The Emperor Wears No Clothes
by Jack Herer
A Conspiracy to Wipe Out the Natural Competition
In the mid-1930s, when the new mechanical hemp fiber stripping machines and machines to conserve hemp’s high-cellulose pulp finally became state-of-the-art, available and affordable, the enormous timber acreage and businesses of the Hearst Paper Manufacturing Division, Kimberly Clark (USA), St. Regis – and virtually all other timber, paper and large newspaper holding companies – stood to lose billions of dollars and perhaps go bankrupt.

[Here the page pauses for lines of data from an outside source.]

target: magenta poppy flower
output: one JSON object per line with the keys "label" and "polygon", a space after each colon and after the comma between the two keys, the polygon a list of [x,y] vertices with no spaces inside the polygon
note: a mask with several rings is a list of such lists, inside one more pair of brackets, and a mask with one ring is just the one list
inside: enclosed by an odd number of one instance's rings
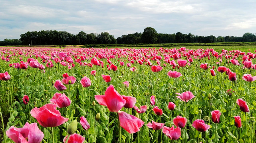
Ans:
{"label": "magenta poppy flower", "polygon": [[28,64],[28,66],[33,68],[38,68],[41,66],[41,64],[39,64],[37,60],[36,60],[31,62]]}
{"label": "magenta poppy flower", "polygon": [[162,114],[163,114],[163,110],[162,109],[158,108],[158,107],[157,107],[157,106],[155,106],[155,107],[154,107],[154,108],[153,108],[153,109],[152,109],[152,110],[154,111],[154,112],[157,115],[162,116]]}
{"label": "magenta poppy flower", "polygon": [[210,126],[204,124],[202,120],[196,119],[193,122],[192,126],[199,131],[205,131],[210,129]]}
{"label": "magenta poppy flower", "polygon": [[238,115],[234,117],[235,118],[235,126],[237,128],[241,128],[242,126],[242,122],[241,121],[241,118]]}
{"label": "magenta poppy flower", "polygon": [[123,83],[125,85],[125,87],[128,87],[129,86],[129,85],[130,84],[129,83],[129,81],[124,81]]}
{"label": "magenta poppy flower", "polygon": [[[69,81],[71,81],[71,83],[69,83]],[[66,85],[74,84],[75,81],[76,81],[76,79],[73,76],[69,76],[67,78],[64,78],[62,80],[62,82]]]}
{"label": "magenta poppy flower", "polygon": [[28,95],[24,95],[24,96],[22,98],[22,100],[23,100],[23,103],[26,105],[28,104],[28,101],[29,101],[29,98]]}
{"label": "magenta poppy flower", "polygon": [[0,73],[0,80],[7,81],[11,77],[8,73],[8,72],[6,72],[4,73]]}
{"label": "magenta poppy flower", "polygon": [[185,117],[182,117],[180,116],[177,116],[176,118],[173,119],[173,124],[176,127],[179,127],[180,128],[184,128],[187,123],[187,120]]}
{"label": "magenta poppy flower", "polygon": [[82,84],[83,87],[87,87],[91,86],[91,80],[88,77],[85,76],[82,78],[82,79],[80,81],[80,83]]}
{"label": "magenta poppy flower", "polygon": [[93,76],[95,76],[96,75],[96,71],[95,70],[91,71],[91,74]]}
{"label": "magenta poppy flower", "polygon": [[210,74],[212,75],[212,76],[214,76],[216,75],[216,73],[215,73],[215,72],[214,71],[214,70],[211,69],[210,71]]}
{"label": "magenta poppy flower", "polygon": [[72,64],[74,62],[73,59],[70,56],[67,57],[66,58],[66,61],[69,64]]}
{"label": "magenta poppy flower", "polygon": [[207,66],[207,64],[208,64],[207,63],[205,63],[205,64],[201,64],[201,65],[200,65],[200,68],[202,68],[202,69],[204,70],[207,70],[209,68],[210,68],[210,66]]}
{"label": "magenta poppy flower", "polygon": [[171,140],[177,140],[181,135],[181,128],[178,127],[176,129],[173,125],[172,128],[164,126],[163,128],[163,133],[167,135]]}
{"label": "magenta poppy flower", "polygon": [[[63,139],[63,142],[66,143],[67,135]],[[68,138],[67,143],[83,143],[85,138],[82,136],[77,133],[73,133],[70,135],[69,137]]]}
{"label": "magenta poppy flower", "polygon": [[70,105],[71,100],[63,93],[56,93],[50,100],[50,102],[56,105],[58,108],[62,108]]}
{"label": "magenta poppy flower", "polygon": [[82,127],[83,129],[87,130],[90,128],[90,125],[87,122],[86,118],[84,116],[81,116],[80,118],[79,123],[82,125]]}
{"label": "magenta poppy flower", "polygon": [[228,74],[228,79],[231,81],[234,81],[236,80],[236,73],[230,72]]}
{"label": "magenta poppy flower", "polygon": [[187,61],[186,60],[183,60],[181,59],[178,60],[178,64],[179,64],[179,65],[181,67],[184,67],[186,66],[187,62]]}
{"label": "magenta poppy flower", "polygon": [[237,103],[239,106],[240,110],[241,110],[241,111],[244,112],[250,112],[249,107],[248,106],[248,105],[247,105],[246,102],[244,101],[242,99],[237,99],[236,100],[236,103]]}
{"label": "magenta poppy flower", "polygon": [[93,57],[93,58],[91,60],[91,64],[95,66],[99,66],[100,65],[99,64],[99,62],[95,57]]}
{"label": "magenta poppy flower", "polygon": [[31,110],[30,114],[44,127],[57,127],[67,121],[68,118],[62,116],[56,107],[56,104],[47,104],[39,108],[35,107]]}
{"label": "magenta poppy flower", "polygon": [[183,75],[181,74],[181,73],[177,72],[176,71],[173,72],[172,71],[168,72],[168,73],[167,73],[167,74],[170,77],[173,78],[178,78]]}
{"label": "magenta poppy flower", "polygon": [[158,72],[163,69],[163,67],[161,66],[153,66],[151,67],[151,70],[153,72]]}
{"label": "magenta poppy flower", "polygon": [[168,103],[168,109],[171,110],[173,110],[175,108],[175,107],[176,106],[176,105],[172,102],[170,102]]}
{"label": "magenta poppy flower", "polygon": [[111,77],[109,75],[101,75],[103,79],[106,82],[109,82],[111,81]]}
{"label": "magenta poppy flower", "polygon": [[240,64],[238,62],[238,61],[236,59],[231,59],[230,60],[230,61],[233,65],[235,66],[240,65]]}
{"label": "magenta poppy flower", "polygon": [[152,106],[155,105],[155,96],[152,95],[150,97],[150,104]]}
{"label": "magenta poppy flower", "polygon": [[133,107],[133,108],[136,110],[136,111],[137,111],[137,113],[139,114],[145,113],[147,110],[147,105],[141,106],[140,107],[141,109],[140,109],[138,108],[138,107],[135,106]]}
{"label": "magenta poppy flower", "polygon": [[220,122],[220,117],[221,113],[219,110],[214,110],[211,112],[212,114],[212,121],[214,123],[218,123]]}
{"label": "magenta poppy flower", "polygon": [[252,76],[250,74],[245,74],[242,78],[246,81],[252,82],[256,80],[256,76]]}
{"label": "magenta poppy flower", "polygon": [[126,101],[124,107],[132,108],[134,106],[137,101],[136,98],[125,95],[122,95],[122,96],[123,97],[123,98]]}
{"label": "magenta poppy flower", "polygon": [[117,70],[117,66],[115,66],[113,64],[112,64],[110,65],[110,68],[113,71],[115,71]]}
{"label": "magenta poppy flower", "polygon": [[107,88],[105,95],[95,95],[94,97],[99,104],[107,106],[110,111],[118,112],[120,126],[130,133],[139,131],[144,124],[136,117],[120,111],[124,106],[126,100],[115,89],[113,85],[110,85]]}
{"label": "magenta poppy flower", "polygon": [[62,91],[67,89],[67,87],[62,83],[60,80],[58,79],[54,83],[54,86],[56,89],[60,91]]}
{"label": "magenta poppy flower", "polygon": [[152,123],[149,122],[146,125],[149,128],[153,129],[155,130],[162,129],[165,124],[164,123],[157,123],[154,122],[153,120],[151,120],[151,121]]}
{"label": "magenta poppy flower", "polygon": [[28,122],[22,128],[11,126],[6,131],[6,134],[16,143],[40,143],[44,136],[37,123],[30,124]]}
{"label": "magenta poppy flower", "polygon": [[220,66],[218,68],[218,69],[217,69],[217,70],[220,73],[223,73],[225,72],[227,70],[227,68],[225,67],[224,66]]}
{"label": "magenta poppy flower", "polygon": [[140,131],[144,124],[141,120],[130,115],[123,111],[118,112],[120,126],[130,133],[133,133]]}
{"label": "magenta poppy flower", "polygon": [[181,94],[179,93],[176,93],[176,94],[179,95],[176,97],[177,98],[181,99],[183,101],[186,101],[186,102],[189,102],[190,100],[195,97],[193,95],[193,93],[192,93],[190,91],[186,91],[181,93]]}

Coincidentally, in 1937, DuPont had just patented processes for making plastics from oil and coal, as well as a new sulfate/sulfite process for making paper from wood pulp. According to DuPont’s own corporate records and historians,* these processes accounted for over 80 percent of all the company’s railroad carloadings over the next 60 years into the 1990s.

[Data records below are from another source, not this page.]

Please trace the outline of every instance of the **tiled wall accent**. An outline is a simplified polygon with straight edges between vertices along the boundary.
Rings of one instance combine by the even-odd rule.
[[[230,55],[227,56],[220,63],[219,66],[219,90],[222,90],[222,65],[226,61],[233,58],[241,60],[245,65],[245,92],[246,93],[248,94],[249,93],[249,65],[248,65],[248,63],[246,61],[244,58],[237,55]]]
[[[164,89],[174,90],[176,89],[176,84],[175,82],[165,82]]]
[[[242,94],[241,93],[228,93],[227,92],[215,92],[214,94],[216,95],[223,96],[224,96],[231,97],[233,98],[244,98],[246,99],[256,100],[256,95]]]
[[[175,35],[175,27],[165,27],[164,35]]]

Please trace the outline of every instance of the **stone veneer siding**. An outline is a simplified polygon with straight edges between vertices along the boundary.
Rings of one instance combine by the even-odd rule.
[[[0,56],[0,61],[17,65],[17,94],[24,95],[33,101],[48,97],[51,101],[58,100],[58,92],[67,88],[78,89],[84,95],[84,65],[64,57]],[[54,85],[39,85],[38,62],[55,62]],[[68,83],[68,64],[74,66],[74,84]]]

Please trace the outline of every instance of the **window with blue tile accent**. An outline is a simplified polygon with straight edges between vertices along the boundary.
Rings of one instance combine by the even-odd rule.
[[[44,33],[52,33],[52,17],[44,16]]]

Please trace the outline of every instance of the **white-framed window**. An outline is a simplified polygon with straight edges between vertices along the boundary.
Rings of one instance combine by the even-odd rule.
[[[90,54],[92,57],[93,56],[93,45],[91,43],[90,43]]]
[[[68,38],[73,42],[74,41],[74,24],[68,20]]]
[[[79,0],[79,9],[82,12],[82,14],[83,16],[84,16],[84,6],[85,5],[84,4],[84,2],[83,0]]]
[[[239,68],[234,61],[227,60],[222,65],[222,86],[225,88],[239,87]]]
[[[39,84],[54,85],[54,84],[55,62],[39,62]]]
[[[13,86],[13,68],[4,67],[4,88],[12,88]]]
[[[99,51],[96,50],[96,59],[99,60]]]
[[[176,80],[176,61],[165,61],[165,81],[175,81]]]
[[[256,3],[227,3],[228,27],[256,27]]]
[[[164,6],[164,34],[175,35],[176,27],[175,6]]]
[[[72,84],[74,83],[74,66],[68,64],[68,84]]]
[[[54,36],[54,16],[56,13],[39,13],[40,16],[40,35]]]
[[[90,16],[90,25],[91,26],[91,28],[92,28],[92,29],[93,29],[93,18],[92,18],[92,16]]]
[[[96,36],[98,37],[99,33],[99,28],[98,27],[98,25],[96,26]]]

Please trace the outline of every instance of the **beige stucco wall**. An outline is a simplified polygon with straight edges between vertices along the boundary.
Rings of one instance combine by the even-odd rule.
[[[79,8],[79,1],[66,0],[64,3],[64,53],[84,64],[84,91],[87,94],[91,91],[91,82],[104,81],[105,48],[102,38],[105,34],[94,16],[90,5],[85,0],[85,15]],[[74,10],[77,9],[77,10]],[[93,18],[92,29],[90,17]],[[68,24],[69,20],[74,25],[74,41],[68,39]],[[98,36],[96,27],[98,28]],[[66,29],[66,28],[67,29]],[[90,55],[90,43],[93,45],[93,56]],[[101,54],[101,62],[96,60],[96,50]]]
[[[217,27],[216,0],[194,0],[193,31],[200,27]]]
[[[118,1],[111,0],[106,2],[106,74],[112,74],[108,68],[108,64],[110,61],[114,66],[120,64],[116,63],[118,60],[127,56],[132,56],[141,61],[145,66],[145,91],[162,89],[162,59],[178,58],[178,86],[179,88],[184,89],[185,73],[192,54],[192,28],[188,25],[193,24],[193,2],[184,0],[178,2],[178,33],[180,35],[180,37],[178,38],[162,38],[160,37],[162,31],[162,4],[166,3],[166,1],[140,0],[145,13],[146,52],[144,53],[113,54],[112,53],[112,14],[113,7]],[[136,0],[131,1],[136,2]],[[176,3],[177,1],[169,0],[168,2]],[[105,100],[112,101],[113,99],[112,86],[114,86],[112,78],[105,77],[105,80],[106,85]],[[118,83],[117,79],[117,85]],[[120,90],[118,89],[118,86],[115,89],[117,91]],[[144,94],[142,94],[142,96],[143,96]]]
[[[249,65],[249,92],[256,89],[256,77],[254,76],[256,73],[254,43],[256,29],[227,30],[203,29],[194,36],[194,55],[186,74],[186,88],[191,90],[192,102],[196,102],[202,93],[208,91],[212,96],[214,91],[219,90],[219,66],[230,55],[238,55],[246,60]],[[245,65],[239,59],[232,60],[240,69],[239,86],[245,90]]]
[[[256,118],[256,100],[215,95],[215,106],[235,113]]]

*Author’s research and communications with DuPont, 1985-1996.
If hemp had not been made illegal, 80 percent of DuPont’s business would never have materialized and the great majority of the pollution which has poisoned our Northwestern and Southeastern rivers would not have occurred.
In an open marketplace, hemp would have saved the majority of America’s vital family farms and would probably have boosted their numbers, despite the Great Depression of the 1930s.
But competing against environmentally-sane hemp paper and natural plastic technology would have jeopardized the lucrative financial schemes of Hearst, DuPont and DuPont’s chief financial backer, Andrew Mellon of the Mellon Bank of Pittsburgh.